Variable Features: These genes show high variability across cells (not just high expression). They’re likely involved in defining cell types and states, making them most useful for downstream clustering and cell type identification (covered in the next tutorial).

Saving the Clean Dataset

Now save your QC-filtered data for downstream analysis.

#-----------------------------------------------
# STEP 10: Save processed data and create summary
#-----------------------------------------------

# Save the clean Seurat object
saveRDS(seurat_obj, file = "filtered_data/Healthy_1_qc_filtered.rds")

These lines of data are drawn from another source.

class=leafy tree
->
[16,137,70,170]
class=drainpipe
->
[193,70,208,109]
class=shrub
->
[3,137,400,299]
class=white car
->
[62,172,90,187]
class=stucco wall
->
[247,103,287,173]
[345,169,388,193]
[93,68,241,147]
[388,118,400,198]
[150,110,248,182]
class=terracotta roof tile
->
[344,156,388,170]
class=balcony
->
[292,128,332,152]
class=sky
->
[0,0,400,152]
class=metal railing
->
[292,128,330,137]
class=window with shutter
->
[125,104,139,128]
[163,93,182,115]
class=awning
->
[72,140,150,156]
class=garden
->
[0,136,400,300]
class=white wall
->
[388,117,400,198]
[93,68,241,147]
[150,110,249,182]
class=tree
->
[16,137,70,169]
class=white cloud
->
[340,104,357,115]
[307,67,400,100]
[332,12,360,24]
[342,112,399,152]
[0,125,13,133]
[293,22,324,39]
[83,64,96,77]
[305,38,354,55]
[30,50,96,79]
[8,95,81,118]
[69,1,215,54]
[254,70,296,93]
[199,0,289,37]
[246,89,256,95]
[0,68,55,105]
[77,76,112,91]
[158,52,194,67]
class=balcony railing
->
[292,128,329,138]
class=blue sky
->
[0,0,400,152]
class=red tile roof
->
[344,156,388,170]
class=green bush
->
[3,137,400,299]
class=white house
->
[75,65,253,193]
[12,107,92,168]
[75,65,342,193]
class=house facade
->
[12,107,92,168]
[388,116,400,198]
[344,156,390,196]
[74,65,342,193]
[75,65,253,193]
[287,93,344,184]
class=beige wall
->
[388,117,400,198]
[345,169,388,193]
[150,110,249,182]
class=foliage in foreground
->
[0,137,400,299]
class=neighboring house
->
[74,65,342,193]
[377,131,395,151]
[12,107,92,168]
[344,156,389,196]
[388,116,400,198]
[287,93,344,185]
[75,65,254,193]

# Create ONE comprehensive QC summary (instead of many CSV files)
qc_summary <- data.frame(
  sample = sample_name,

  # Cell counts through QC pipeline
  initial_droplets = initial_droplet_count,  # From raw matrix before EmptyDrops
  after_emptydrops = length(validated_barcodes),  # Cells called by EmptyDrops
  after_soupx = length(validated_barcodes),       # SoupX doesn't remove cells
  after_doublets = cells_before_doublet_removal - n_doublets,  # After doublet removal
  after_cell_qc = ncol(seurat_obj),  # After cell-level QC filtering
  final_cells = ncol(seurat_obj),    # Final count (same as after_cell_qc)

  # Gene counts
  initial_genes = initial_gene_count,  # From raw matrix
  final_genes = nrow(seurat_obj),      # After gene filtering

  # Key metrics (from final filtered data)
  median_umi = median(seurat_obj$nCount_RNA),
  median_genes = median(seurat_obj$nFeature_RNA),
  median_mt_pct = median(seurat_obj$percent.mt),

  # QC parameters
  contamination_pct = ifelse(is.null(contamination_fraction), 0, 
                             round(contamination_fraction * 100, 2)),
  doublet_rate_pct = round(doublet_rate, 2),

  # Filtering thresholds used
  ncount_min = ncount_min,
  ncount_max = ncount_max,
  nfeature_min = nfeature_min,
  nfeature_max = nfeature_max,
  mt_threshold = mt_thresh
)

# Save comprehensive summary
write.csv(qc_summary, "qc_metrics/QC_summary.csv", row.names = FALSE)
write.csv(seurat_obj@meta.data, "filtered_data/cell_metadata.csv")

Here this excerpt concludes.